Strong cultural influences are also influencing the dynamic, observes Waters. “What I’m about to say is a generalisation, but there is truth in every generalisation. Many Asian markets and business cultures are highly transactional, and I think that can be a little bit short-termist. Another aspect that can’t be overlooked, is that some Eastern cultures a supplier is by definition subservient to the client.”
However, any agency that thinks it’s in a full partnership with a client is fooling itself, says Sansom. “Agencies are a vendor. The client is the leader. But good leadership needs trust.”
The value of creativity
A conclusion that can be drawn from the interviews for this article is that many Asian cultures and markets don’t place a high value on creativity, or the creative process. The late Tim Broadbent, former global effectiveness director at Ogilvy & Mather, once observed in an opinion piece for Warc that much of the work asked of them by Asian clients was extremely functional.
“There is plenty of evidence that creativity is effective, but short-term goals have halved that impact,” says Tiltman, citing an IPA study.

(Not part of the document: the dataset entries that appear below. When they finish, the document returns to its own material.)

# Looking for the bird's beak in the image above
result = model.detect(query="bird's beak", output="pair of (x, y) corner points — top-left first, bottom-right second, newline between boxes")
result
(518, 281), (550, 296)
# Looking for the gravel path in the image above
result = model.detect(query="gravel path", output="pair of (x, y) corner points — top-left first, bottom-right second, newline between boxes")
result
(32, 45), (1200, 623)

The client’s perception of creative work isn’t aided by their creative and media agencies competing with each other, comments Levent Guenes, CEO of Havas Worldwide Southeast Asia. “There’s an undoubted desire in the marketplace to have greater unification of creative and media thinking throughout,” he says adding that the Havas Village approach is aimed at filling this void.
Perhaps the ideal creative condition Asia’s agencies have to strive the hardest for is one that values creativity and the creative process. The challenge for the industry’s leaders, then, is to communicate these values clearly to clients.
“There is a strong cultural element to what type of work is valued, and leadership can go a long way towards setting the tone,” says Waters.